Destin frowned, confused. “King George?”
“Oh, that’s not his name. They called him that because he was a mad Hanoverian.” Al paused, waiting for Destin’s reaction. “All right,” he said when Destin’s confusion failed to clear up. “Stonebrook Flash. Big bay with one blue eye.”
“Oh!” Destin strained his memory. “That one. The one that looked like he was going to smash through every jump.”
“But he never did. Phenomenal, but he only jumped for that one guy. He’s the guy you need.”
“Who was he?”
Al squeezed his eyes shut. “Oh God, I can see him. Wiry build, dark hair. Mom didn’t like him. She said he looked like a satyr.”
Images flooded into Destin’s brain. The Floridian sunlight of the Wellington show ring, bright winter flowers clustered around the uprights of ocean-themed jumps, and a trim figure in a navy jacket charging around between them, dragging and sawing at the mouth of a mahogany-bay behemoth of a horse. Every approach a battle, but every leap a triumph.
“Benedetto!” Al announced. “The guy’s name is Tonio Benedetto. Not old country, though.
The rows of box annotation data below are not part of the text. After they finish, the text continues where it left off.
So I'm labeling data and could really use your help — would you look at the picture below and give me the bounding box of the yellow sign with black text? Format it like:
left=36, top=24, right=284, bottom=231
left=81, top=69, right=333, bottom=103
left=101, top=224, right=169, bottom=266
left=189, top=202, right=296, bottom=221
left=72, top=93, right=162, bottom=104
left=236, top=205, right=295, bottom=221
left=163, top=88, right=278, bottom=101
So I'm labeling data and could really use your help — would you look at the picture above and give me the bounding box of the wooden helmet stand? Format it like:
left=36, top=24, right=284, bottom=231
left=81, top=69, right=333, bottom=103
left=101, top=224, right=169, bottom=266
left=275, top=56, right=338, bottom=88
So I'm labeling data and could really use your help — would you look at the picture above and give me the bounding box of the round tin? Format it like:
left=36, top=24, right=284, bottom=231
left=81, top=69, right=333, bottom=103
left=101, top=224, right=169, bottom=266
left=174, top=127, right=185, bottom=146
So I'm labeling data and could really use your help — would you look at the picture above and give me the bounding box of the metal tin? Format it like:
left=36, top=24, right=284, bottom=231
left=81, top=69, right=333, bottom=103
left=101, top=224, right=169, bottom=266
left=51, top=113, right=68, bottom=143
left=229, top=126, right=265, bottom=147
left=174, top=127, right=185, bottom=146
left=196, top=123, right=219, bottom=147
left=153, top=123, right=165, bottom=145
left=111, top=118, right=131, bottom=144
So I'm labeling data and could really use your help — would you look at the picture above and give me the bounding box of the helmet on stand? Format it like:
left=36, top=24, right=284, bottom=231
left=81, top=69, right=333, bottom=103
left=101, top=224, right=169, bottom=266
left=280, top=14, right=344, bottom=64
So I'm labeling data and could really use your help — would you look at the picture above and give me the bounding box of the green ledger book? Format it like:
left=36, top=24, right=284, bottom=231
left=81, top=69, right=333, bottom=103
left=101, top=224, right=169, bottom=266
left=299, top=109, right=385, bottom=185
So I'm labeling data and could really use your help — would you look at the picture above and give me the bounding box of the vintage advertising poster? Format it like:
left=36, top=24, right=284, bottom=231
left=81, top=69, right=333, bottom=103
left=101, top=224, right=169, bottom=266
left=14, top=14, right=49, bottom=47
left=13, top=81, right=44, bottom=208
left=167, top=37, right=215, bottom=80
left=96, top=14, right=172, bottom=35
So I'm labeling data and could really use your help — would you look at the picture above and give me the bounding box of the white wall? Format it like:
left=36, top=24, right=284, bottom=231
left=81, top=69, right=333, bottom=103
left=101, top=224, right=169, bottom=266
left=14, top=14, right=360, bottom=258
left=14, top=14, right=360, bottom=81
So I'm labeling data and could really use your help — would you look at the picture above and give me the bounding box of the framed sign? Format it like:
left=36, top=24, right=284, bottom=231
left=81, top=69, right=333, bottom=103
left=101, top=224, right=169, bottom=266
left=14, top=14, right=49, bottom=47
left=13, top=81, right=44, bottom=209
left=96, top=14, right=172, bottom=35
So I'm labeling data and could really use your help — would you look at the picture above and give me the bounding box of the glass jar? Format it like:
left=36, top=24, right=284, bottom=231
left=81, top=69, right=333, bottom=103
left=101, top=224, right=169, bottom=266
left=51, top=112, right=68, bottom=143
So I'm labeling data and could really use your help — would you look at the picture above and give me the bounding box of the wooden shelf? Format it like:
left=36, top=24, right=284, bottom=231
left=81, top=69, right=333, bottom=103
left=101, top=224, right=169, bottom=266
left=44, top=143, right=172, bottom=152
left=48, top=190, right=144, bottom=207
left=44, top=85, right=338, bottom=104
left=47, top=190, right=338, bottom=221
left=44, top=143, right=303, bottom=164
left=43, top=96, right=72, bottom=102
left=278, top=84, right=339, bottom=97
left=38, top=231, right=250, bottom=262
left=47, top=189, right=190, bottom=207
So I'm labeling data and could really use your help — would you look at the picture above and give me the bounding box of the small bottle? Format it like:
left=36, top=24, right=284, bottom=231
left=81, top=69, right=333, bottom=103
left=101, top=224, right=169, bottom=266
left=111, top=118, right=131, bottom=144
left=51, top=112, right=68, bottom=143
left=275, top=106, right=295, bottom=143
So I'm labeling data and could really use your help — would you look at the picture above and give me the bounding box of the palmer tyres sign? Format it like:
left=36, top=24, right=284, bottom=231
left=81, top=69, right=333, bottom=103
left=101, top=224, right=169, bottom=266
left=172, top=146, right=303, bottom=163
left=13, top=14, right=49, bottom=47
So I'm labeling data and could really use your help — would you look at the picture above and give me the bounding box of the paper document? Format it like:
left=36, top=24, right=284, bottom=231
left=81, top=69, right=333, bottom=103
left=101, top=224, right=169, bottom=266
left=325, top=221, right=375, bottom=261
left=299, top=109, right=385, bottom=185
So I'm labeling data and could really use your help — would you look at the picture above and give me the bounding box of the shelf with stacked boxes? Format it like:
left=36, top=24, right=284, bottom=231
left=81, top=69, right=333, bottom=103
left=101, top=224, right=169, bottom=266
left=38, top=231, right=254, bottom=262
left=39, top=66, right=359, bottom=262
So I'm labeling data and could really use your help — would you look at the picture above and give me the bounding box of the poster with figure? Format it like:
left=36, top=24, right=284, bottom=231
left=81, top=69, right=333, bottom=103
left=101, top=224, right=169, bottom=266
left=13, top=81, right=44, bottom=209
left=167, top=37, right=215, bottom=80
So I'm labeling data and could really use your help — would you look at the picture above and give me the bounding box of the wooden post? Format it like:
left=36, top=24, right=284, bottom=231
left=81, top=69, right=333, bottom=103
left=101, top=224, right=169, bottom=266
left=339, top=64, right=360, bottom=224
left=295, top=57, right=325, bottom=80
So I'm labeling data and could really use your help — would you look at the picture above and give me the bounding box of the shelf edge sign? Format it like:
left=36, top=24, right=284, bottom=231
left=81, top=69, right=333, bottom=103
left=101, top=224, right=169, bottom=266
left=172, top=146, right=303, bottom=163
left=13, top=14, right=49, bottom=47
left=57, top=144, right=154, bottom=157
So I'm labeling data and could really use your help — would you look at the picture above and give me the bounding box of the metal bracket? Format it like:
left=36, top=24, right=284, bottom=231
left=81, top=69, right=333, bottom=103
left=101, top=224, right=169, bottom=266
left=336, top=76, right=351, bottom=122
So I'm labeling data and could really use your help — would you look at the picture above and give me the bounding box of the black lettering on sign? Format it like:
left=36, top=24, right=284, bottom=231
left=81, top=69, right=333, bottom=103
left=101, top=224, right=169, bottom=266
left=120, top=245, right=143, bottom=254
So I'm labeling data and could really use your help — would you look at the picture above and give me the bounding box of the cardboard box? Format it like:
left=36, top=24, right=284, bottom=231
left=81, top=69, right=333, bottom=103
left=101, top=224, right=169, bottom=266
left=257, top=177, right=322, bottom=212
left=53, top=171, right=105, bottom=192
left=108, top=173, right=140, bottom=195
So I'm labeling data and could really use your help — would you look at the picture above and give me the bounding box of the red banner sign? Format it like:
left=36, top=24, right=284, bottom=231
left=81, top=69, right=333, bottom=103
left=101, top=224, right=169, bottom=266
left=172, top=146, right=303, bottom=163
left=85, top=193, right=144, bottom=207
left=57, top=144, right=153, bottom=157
I think he’s from South Florida.” He turned and scanned the bookshelves that surrounded the office fireplace. “You don’t happen to have the last Sporting Horse, do you?”
“Probably. There’s every copy of everything up there. Dad didn’t throw stuff away.”
Al ran his fingers along the packed spines and pulled one out. “Here we go.” He rifled the pages, flipping past ads for saddles and nutritional supplements and photo essays on schooling techniques. “He was December’s rider profile.” He held the magazine, open to the article, out to Destin.
Destin heaved himself off the desk with a groan and took the Sporting Horse. A full-page photograph greeted him of a handsome, smiling young man about Destin’s age. Crystalline-blue eyes blazed, mischievous but intense, from under a neatly cropped head of curly jet-black hair. The long sideburns that framed his pointed face accentuated Tonio’s high, Mediterranean cheekbones, giving him a subtly mythological look.
Al’s mom was right. Put pointy ears and a pair of horns on this guy, and he would be a perfect—not satyr, but definitely a faun.
Sexy.
Destin shook the thought out of his head, annoyed. This was not the time or the place. Or the person.
“Any idea who his agent is?” he asked, trying to sound nonchalant.
“Uhh….” Al pulled his earlobe and looked out the window.
“Uh, what? Is it somebody I wouldn’t like?”
“Actually I don’t think Tonio has an agent right now.”
Destin cocked his head. “Why not?”
“Because of that thing with the Team Austria chef d’equipe.”
“What thing? What are you talking about?”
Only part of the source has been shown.